Voilà dix mois qu'il a quitté La Laiterie, mais la grande ombre de Benoît Bernard plane encore. On n'efface pas d'un trait l'empreinte d'un chef charismatique, qui a marqué son restaurant autant par son style que par sa cuisine. Il a d'ailleurs été l'un des tout premiers informés de la nouvelle étape de ce qui restera toujours un peu sa maison. L'intéressé coule actuellement des jours heureux à Madagascar, où il se dit qu'il taquine de nouveau la cuisine. Le bel établissement de Lambersart, à quelques minutes de Lille, a été racheté en janvier par Pascal Boulanger, chef d'entreprise lillois spécialisé dans l'immobilier et la propreté. La cuisine a elle été reprise par le second de Benoît Bernard, Steven Ramon, qui s'est vu offrir une belle promotion pour un jeune chef de 26 ans.
Après dix ans passés à La Laiterie, il s'en va sans avoir démérité, pour développer un projet personnel dans la campagne lilloise. S'il assurait déjà depuis plusieurs années en cuisine, la cohabitation avec l'homme d'affaires s'est révélée compliquée pour le jeune homme, plus à l'aise avec le style libre de son mentor. "Un choc des cultures", confirme Pascal Boulanger. En homme d'affaires pragmatique, il n'a pas traîné pour retrouver un chef à un restaurant qu'il assume comme un nouveau challenge. "Je n'y connais rien en cuisine, confirme-t-il. Mais je suis patron dans l'immobilier sans rien savoir du carrelage et du ciment. Mon métier, c'est le développement. Je m'entoure de gens compétents et j'inspire la confiance aux banques."
Jamais deux, sans trois
Un message qui a plu à Eric Delerue. Cet ancien élève de Marc Meurin, installé depuis vingt-six ans à Laventie (62) est lui aussi en quête d'un nouveau défi. Et la Laiterie n'est pas un hasard. "Je l'ai visitée une première fois à l'époque de Ludovic Vantours, mais mon expert-comptable m'a dissuadé de reprendre l'affaire. Je l'ai revue il y a quelques années alors que Benoît avait déjà des velléités de partir." Jamais deux, sans trois… L'envie de se mesurer à la métropole lilloise est grande. D'autant que les étoiles ont une fâcheuse tendance à bouder la capitale des Flandres… Mais pas question pour autant d'abandonner le Cerisier, auquel il a accroché une étoile en 2002.
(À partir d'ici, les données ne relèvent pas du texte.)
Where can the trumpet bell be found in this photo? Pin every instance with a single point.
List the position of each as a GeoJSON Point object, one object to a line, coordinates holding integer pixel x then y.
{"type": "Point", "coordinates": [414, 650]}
Une holding a donc été créée pour réunir les deux établissements qui fonctionneront de concert. Eric Delerue en est le directeur général. "Le chef aura tous les pouvoirs", rassure Pascal Boulanger qui a néanmoins prévu des comités restreints, pour débattre régulièrement de la bonne santé de l'établissement. Le positionnement de la Laiterie restera haut de gamme. "J'arrive avec une étoile sans savoir si elle suivra", souligne cependant Eric Delerue qui prend ses fonctions mi-janvier. L'édition 2013 du guide rouge est de toute façon bouclée. Mais pas d'inquiétude pour Pascal Boulanger. "Je ne raisonne pas à six mois. Avec cette collaboration, nous sommes partis pour quinze ans."